Quelles sont les différences entre les miliciens et les professionnels de votre groupe ?
Notre fonctionnement est précisément codifié par le Réseau national d'aide psychologique d'urgence (RNAPU). Les pairs ont pour rôle d’intervenir dans l’immédiat en tant que premier seuil et premier front, tout cela dans un environnement codifié. Un psychologue coordonne toujours l’intervention. L’intervention ne se fait pas forcément sur place pour un defusing, qui peut également être effectué par téléphone. Cependant, un milicien n’opère jamais seul lors d’un débriefing officiel.
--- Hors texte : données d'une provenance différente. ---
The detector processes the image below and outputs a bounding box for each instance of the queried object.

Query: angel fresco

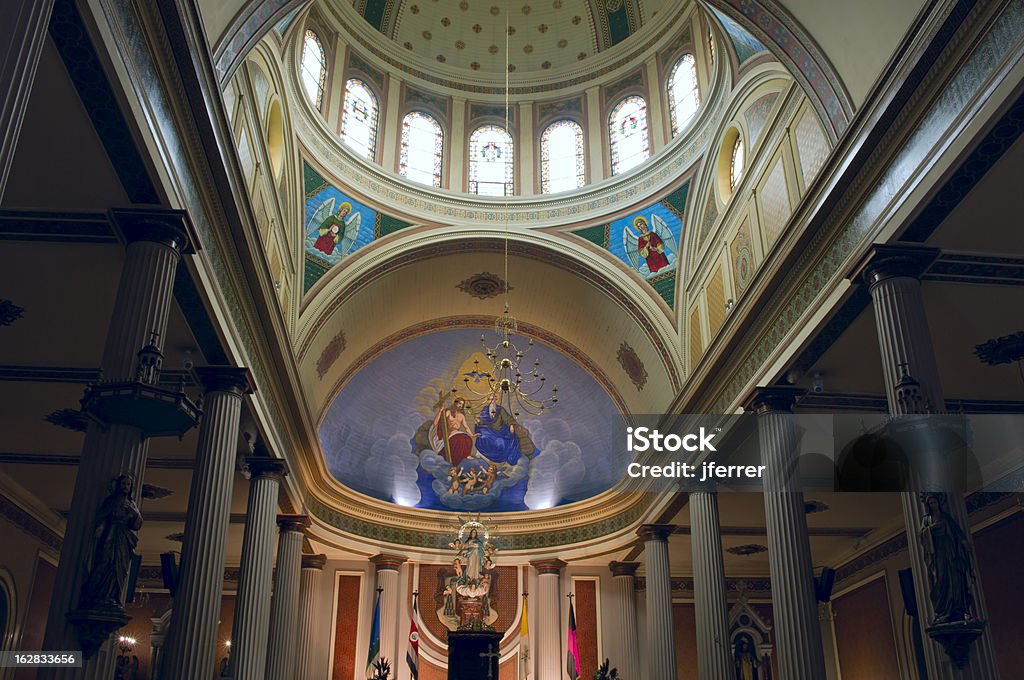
[622,213,678,277]
[306,197,362,261]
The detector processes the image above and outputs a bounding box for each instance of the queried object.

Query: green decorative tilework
[574,224,610,248]
[374,213,413,238]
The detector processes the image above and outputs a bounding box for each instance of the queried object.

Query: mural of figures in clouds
[317,328,626,512]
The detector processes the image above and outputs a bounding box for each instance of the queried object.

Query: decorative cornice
[637,523,675,542]
[109,208,199,255]
[742,386,805,414]
[245,456,289,480]
[302,553,327,570]
[847,244,940,287]
[0,493,62,551]
[0,210,116,243]
[370,553,408,571]
[609,561,640,577]
[530,559,568,575]
[194,366,256,395]
[277,513,311,533]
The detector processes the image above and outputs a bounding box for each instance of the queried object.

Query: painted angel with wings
[622,213,677,276]
[308,197,361,259]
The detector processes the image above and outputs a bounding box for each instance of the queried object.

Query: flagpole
[407,591,420,680]
[566,593,581,680]
[519,592,530,680]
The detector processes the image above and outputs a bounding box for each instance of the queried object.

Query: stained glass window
[668,54,700,136]
[400,111,443,187]
[609,96,649,175]
[540,119,585,194]
[300,30,326,110]
[730,134,745,190]
[340,78,378,161]
[469,125,514,196]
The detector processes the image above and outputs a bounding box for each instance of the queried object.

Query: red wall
[832,577,901,680]
[974,512,1024,678]
[332,574,362,680]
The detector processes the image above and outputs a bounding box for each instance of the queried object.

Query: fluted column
[689,489,733,680]
[41,210,194,680]
[744,387,826,680]
[531,559,566,680]
[230,457,289,680]
[854,245,1000,679]
[163,367,253,678]
[371,554,407,670]
[0,0,55,201]
[297,554,327,680]
[639,524,676,680]
[266,515,310,678]
[609,562,641,679]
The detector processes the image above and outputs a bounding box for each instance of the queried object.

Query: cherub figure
[447,466,462,496]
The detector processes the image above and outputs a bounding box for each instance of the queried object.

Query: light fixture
[458,20,557,418]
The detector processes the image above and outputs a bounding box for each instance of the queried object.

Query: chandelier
[459,21,557,418]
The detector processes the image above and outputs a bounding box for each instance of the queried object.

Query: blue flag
[367,589,382,679]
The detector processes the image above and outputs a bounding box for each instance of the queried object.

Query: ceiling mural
[318,328,626,512]
[572,181,688,308]
[303,161,413,292]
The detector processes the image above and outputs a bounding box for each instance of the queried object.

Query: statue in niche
[80,474,143,609]
[919,492,975,623]
[441,520,499,630]
[733,632,766,680]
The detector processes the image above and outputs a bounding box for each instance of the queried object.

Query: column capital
[637,524,676,542]
[609,561,641,577]
[109,208,198,255]
[245,456,289,480]
[302,553,327,570]
[277,514,310,533]
[742,385,806,414]
[194,366,255,396]
[847,244,940,288]
[530,558,567,575]
[370,554,407,571]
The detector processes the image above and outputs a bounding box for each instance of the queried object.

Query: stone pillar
[609,562,641,679]
[230,458,289,680]
[585,86,604,181]
[0,0,55,201]
[163,367,253,678]
[645,56,667,151]
[853,245,1000,679]
[380,75,402,172]
[40,210,194,680]
[372,554,407,670]
[296,554,327,680]
[519,100,535,194]
[266,515,310,678]
[689,489,733,680]
[531,559,566,680]
[744,387,826,680]
[449,97,467,190]
[639,524,676,680]
[818,601,842,680]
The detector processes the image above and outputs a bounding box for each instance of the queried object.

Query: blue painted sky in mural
[608,201,684,280]
[304,184,376,266]
[318,328,627,512]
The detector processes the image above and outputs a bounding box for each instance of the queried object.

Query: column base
[447,630,502,680]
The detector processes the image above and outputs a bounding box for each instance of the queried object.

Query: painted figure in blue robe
[474,392,522,465]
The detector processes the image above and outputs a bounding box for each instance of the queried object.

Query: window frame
[300,29,327,111]
[468,123,515,196]
[399,110,445,188]
[608,95,651,176]
[540,118,586,194]
[340,77,380,162]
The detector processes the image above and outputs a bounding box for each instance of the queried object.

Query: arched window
[668,54,700,136]
[609,96,649,175]
[540,120,585,194]
[400,111,444,187]
[300,29,326,110]
[469,125,514,196]
[730,134,745,190]
[340,79,379,161]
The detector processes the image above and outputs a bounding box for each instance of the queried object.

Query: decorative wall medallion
[617,342,648,391]
[45,408,88,432]
[0,299,25,326]
[974,331,1024,366]
[457,272,511,300]
[730,217,754,293]
[804,499,830,514]
[316,330,347,380]
[726,544,769,556]
[141,484,173,500]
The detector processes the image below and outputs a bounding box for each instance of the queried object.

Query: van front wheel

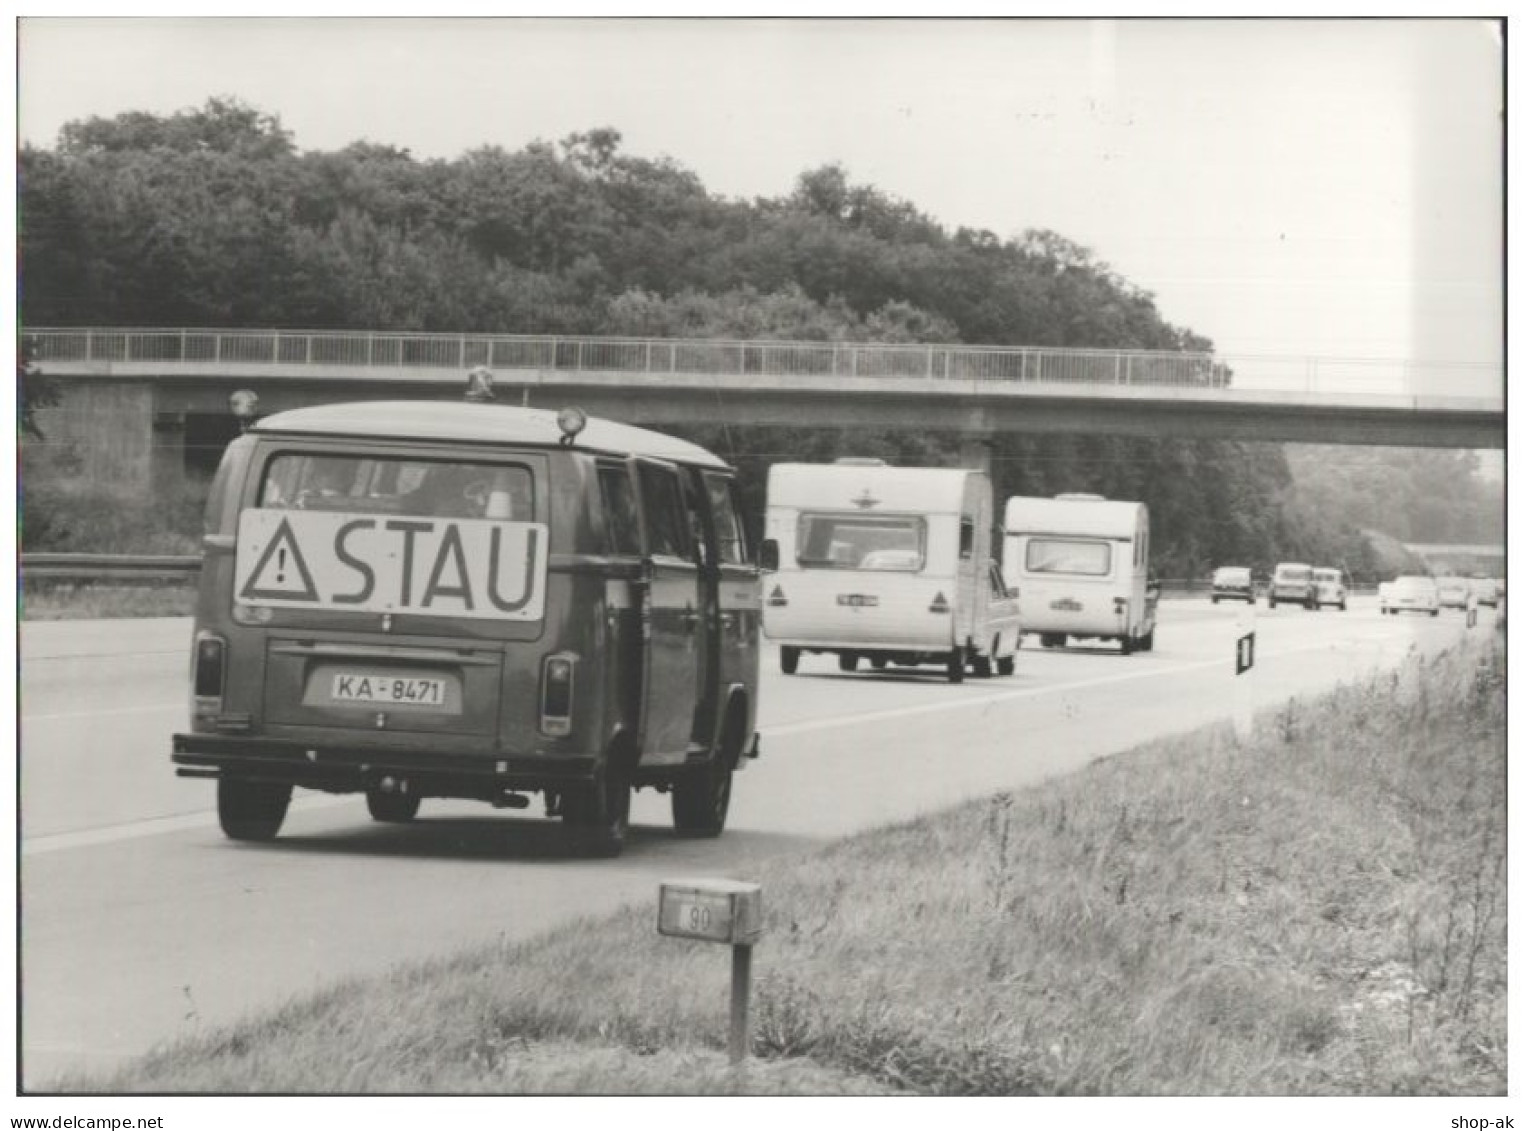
[672,761,733,837]
[218,778,291,842]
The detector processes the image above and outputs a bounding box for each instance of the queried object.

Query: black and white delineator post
[658,879,764,1064]
[1234,606,1256,740]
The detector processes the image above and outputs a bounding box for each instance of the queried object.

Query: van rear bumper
[172,733,596,797]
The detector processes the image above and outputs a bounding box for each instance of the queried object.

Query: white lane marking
[21,795,359,858]
[18,622,1428,856]
[22,649,185,662]
[23,703,185,722]
[761,630,1407,738]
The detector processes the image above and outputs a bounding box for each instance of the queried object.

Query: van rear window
[259,454,534,521]
[1026,538,1111,577]
[796,514,925,571]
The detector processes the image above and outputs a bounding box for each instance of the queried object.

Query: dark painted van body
[172,400,761,856]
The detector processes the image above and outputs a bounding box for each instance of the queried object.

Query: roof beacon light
[465,366,497,403]
[557,406,588,446]
[229,389,259,431]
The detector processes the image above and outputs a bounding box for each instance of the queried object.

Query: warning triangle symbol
[240,517,320,602]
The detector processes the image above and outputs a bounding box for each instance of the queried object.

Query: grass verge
[51,635,1505,1095]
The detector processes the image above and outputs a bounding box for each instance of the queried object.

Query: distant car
[1470,578,1499,607]
[1268,562,1316,610]
[1382,575,1439,616]
[1210,566,1256,604]
[1377,581,1392,608]
[1312,567,1348,611]
[1436,577,1472,611]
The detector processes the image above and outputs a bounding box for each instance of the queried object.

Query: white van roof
[1003,494,1144,539]
[252,400,730,469]
[767,463,984,513]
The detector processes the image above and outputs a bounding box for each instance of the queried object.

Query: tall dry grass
[55,635,1504,1095]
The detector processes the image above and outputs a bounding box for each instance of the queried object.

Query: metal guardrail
[21,553,202,581]
[21,327,1226,388]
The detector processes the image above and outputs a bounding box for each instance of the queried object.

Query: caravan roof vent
[835,457,890,467]
[1054,492,1106,501]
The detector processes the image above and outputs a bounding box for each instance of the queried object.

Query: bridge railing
[23,328,1223,387]
[22,327,1503,400]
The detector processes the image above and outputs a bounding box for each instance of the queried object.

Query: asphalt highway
[16,598,1480,1087]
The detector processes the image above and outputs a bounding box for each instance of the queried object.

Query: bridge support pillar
[958,434,994,476]
[33,380,158,493]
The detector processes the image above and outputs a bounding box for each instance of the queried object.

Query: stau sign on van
[172,384,762,857]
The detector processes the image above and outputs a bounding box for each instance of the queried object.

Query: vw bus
[1268,562,1316,610]
[172,393,761,856]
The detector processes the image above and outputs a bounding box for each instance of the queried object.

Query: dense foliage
[18,99,1501,575]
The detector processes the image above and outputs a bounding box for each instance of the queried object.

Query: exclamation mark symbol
[277,547,287,584]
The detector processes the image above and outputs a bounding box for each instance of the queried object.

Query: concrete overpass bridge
[23,327,1504,490]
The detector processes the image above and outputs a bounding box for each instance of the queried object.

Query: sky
[13,16,1505,397]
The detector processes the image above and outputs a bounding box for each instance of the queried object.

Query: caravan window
[795,513,926,571]
[1026,538,1111,577]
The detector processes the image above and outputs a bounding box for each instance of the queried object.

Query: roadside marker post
[1234,606,1256,741]
[658,878,763,1064]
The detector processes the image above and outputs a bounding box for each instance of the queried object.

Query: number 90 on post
[657,879,763,946]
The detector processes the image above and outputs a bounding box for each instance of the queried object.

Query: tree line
[18,98,1499,576]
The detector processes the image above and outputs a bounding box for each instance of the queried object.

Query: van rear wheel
[971,654,992,678]
[217,778,291,842]
[780,646,800,675]
[672,760,733,837]
[366,789,421,823]
[839,652,859,673]
[997,653,1016,676]
[947,646,965,684]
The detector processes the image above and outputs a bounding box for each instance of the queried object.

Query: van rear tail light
[929,592,950,614]
[193,632,227,704]
[540,654,576,736]
[767,585,788,607]
[232,603,274,626]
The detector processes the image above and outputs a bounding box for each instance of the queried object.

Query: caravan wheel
[947,646,966,684]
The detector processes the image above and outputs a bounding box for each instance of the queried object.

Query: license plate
[836,594,879,607]
[331,673,445,707]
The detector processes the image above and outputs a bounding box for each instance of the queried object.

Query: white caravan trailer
[1002,493,1158,654]
[761,462,1019,682]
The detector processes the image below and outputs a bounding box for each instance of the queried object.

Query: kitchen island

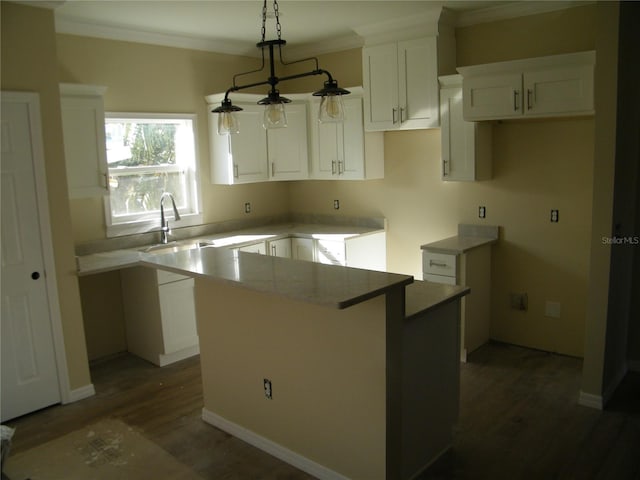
[142,247,469,480]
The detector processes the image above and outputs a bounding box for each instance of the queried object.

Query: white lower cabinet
[291,237,315,262]
[316,232,387,272]
[268,237,292,258]
[237,241,267,255]
[231,232,386,271]
[422,246,491,361]
[121,267,199,366]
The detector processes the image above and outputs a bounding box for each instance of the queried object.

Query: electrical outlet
[510,293,528,311]
[550,209,559,223]
[545,301,561,318]
[244,202,251,214]
[479,206,486,219]
[263,378,272,399]
[333,199,340,210]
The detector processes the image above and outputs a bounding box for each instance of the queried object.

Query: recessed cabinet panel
[363,43,399,130]
[463,73,522,121]
[229,105,269,183]
[524,65,594,116]
[268,102,309,181]
[400,37,439,126]
[59,85,109,198]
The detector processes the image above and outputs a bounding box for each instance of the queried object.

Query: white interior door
[1,92,61,421]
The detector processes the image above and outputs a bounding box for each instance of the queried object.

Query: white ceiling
[51,0,590,57]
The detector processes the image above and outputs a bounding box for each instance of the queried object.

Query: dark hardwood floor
[5,343,640,479]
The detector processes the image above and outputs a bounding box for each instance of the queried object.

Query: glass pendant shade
[217,111,240,135]
[318,94,345,123]
[263,102,287,129]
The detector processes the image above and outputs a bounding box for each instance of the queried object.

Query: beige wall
[1,2,91,390]
[289,5,598,357]
[195,280,387,479]
[56,34,290,243]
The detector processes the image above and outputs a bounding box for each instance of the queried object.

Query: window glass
[104,114,200,236]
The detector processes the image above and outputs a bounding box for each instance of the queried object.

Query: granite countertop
[420,224,499,255]
[405,280,470,319]
[142,247,413,310]
[76,222,384,276]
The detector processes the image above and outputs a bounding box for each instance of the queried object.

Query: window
[104,113,201,237]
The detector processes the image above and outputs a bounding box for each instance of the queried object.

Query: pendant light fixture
[212,0,350,134]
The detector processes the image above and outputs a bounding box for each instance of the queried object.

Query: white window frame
[104,112,202,238]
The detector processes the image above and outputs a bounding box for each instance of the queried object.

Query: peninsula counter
[140,247,467,480]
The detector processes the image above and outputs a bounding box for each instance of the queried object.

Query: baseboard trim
[201,408,350,480]
[158,344,200,367]
[578,391,603,409]
[66,383,96,403]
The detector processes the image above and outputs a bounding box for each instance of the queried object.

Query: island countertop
[141,247,413,309]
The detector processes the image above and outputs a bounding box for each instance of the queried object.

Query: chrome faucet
[159,192,181,244]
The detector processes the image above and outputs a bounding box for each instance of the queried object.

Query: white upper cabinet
[207,93,308,185]
[439,75,492,182]
[267,102,309,181]
[357,8,456,132]
[208,101,268,184]
[59,84,109,198]
[309,90,383,180]
[362,37,439,131]
[458,51,595,121]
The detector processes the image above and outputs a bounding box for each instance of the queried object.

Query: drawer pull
[429,260,449,268]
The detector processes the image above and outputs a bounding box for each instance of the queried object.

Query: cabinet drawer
[423,273,457,285]
[422,251,457,277]
[156,269,190,285]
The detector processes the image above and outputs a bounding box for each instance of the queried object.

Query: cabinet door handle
[400,107,405,123]
[514,90,520,111]
[392,107,398,124]
[271,245,276,256]
[233,164,239,178]
[331,160,337,175]
[429,260,449,268]
[271,162,275,177]
[338,161,344,174]
[443,159,449,177]
[527,89,533,110]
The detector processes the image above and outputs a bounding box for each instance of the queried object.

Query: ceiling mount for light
[212,0,350,134]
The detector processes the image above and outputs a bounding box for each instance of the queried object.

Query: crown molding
[55,17,257,57]
[285,34,364,60]
[353,7,443,45]
[456,0,596,28]
[12,0,65,9]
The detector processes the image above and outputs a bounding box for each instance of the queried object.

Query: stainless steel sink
[139,241,212,255]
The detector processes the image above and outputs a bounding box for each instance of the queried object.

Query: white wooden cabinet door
[158,278,198,356]
[237,241,267,255]
[268,237,292,258]
[229,105,268,183]
[291,237,315,262]
[312,111,342,179]
[523,64,594,117]
[267,102,309,181]
[340,97,366,179]
[315,239,346,266]
[60,86,109,198]
[398,37,439,129]
[462,73,522,121]
[210,104,268,184]
[362,43,399,131]
[440,77,492,182]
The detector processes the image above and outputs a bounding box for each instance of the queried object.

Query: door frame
[2,91,72,404]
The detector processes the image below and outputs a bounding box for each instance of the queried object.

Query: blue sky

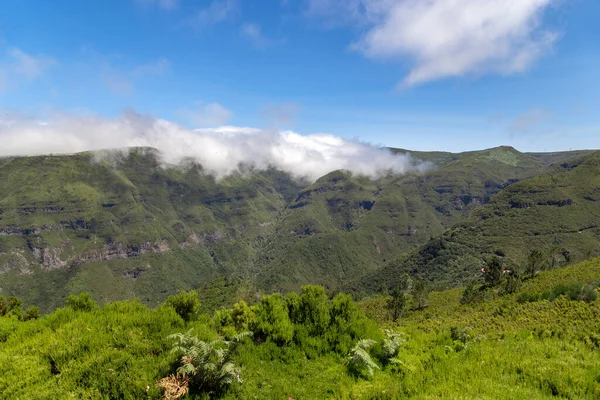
[0,0,599,152]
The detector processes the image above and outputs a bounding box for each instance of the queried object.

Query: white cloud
[260,103,301,127]
[241,23,266,47]
[240,23,284,49]
[8,48,57,79]
[307,0,559,86]
[133,0,178,10]
[193,0,238,26]
[508,107,552,136]
[0,109,429,181]
[179,102,234,127]
[0,70,6,91]
[304,0,389,26]
[95,56,170,96]
[0,48,56,91]
[104,75,135,96]
[132,58,170,78]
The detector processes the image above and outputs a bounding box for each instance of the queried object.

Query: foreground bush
[347,339,379,379]
[2,259,600,399]
[159,330,251,398]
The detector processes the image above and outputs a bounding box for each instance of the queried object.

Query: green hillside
[2,256,599,399]
[255,146,584,292]
[352,150,600,294]
[0,149,297,311]
[0,146,596,312]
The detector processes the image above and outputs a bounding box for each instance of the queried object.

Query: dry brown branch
[156,374,189,400]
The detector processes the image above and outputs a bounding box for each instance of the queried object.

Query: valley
[0,146,597,312]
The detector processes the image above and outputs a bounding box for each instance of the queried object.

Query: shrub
[284,291,302,323]
[165,290,201,322]
[252,294,294,344]
[213,308,234,331]
[381,330,405,367]
[66,293,98,312]
[326,293,364,354]
[164,329,251,397]
[346,339,380,379]
[517,282,598,303]
[0,296,24,319]
[548,283,598,303]
[231,300,255,332]
[0,296,7,316]
[298,285,331,334]
[24,306,40,321]
[460,283,484,305]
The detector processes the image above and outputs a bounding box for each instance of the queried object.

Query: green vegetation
[2,258,600,398]
[3,146,596,312]
[351,150,600,294]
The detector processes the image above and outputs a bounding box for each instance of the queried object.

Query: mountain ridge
[0,145,598,311]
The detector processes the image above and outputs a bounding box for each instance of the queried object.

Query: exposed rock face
[74,240,171,266]
[0,236,175,274]
[42,248,67,270]
[0,252,31,275]
[399,226,418,237]
[453,196,484,211]
[181,233,201,248]
[202,231,225,244]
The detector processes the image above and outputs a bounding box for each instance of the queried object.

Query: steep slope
[350,150,600,294]
[0,145,589,311]
[254,146,558,291]
[0,148,299,311]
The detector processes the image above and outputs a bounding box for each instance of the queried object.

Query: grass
[1,258,600,398]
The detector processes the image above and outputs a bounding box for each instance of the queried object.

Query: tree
[387,287,407,322]
[483,256,503,287]
[378,284,389,296]
[549,246,562,269]
[346,339,380,379]
[562,248,572,264]
[525,249,545,279]
[326,293,361,354]
[504,270,522,294]
[165,290,201,322]
[412,279,430,310]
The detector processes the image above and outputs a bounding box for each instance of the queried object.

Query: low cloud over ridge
[0,110,428,181]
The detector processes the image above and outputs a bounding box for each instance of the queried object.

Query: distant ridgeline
[0,146,598,312]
Il convient de préciser que l’intervention du groupe n’est jamais assimilée à une prise en charge thérapeutique. Au contraire, le statut de milicien du pair débriefeur le place au même niveau que les personnes qui sollicitent son intervention, avec une rôle de “Grand-frère de la protection civile”. Cette intervention de première ligne permet parfois au sollicitant d’exprimer tout de suite les situations vécues et peut éviter qu’elles s’installent et engendrent plus de complications. Pour conclure, nous pensons fermement que le binôme psychologue-pair débriefeur amène beaucoup dans les deux sens et qu’il est essentiel et indispensable.
Comment fait-on pour solliciter le soutien psychosocial ?
Le numéro de téléphone sur lequel les astreintes et astreints de la Protection civile vaudoise peuvent joindre le groupe de soutien 24 heures sur 24 est le 021 316 50 91. Il leur suffit de laisser une demande sur le répondeur confidentiel, ainsi que leurs coordonnées. Les pairs débriefeurs prennent la demande et la traitent au plus vite avec une prise de contact. Il y a aussi des possibilités que le groupe soit préalarmé, par exemple dans le cas d’une battue.
Les pairs débriefeurs ont-ils parfois besoin des pairs débriefeurs ?
Oui, bien sûr ! D’ailleurs un membre du groupe ne peut pas être pair débriefeur sur une situation dans laquelle il était impliqué.
A chaque intervention, le pair débriefeur doit se demander s’il est apte à intervenir psychologiquement, quitte à décaler l’intervention dans le temps. Un débriefing est systématiquement organisé avec l’intervenant. L’idée est toujours de se protéger soi-même avant d’aider les autres, c’est un peu comme dans l’avion : il faut mettre son propre masque à oxygène avant celui de la personne que l’on souhaite aider.
Comme vous pouvez le constater, ce groupe qui agit dans la discrétion mérite d’être connu de tous tant ses interventions sont primordiales. En 2020, ce ne sont pas moins de 25 missions au profit de 35 astreints qui ont été menées par le groupe. Ces interventions, majoritairement liées à la crise du COVID-19, ont eu lieu dans les quatre bataillons et ont été réparties dans tout le canton dans un délai moyen de trois heures.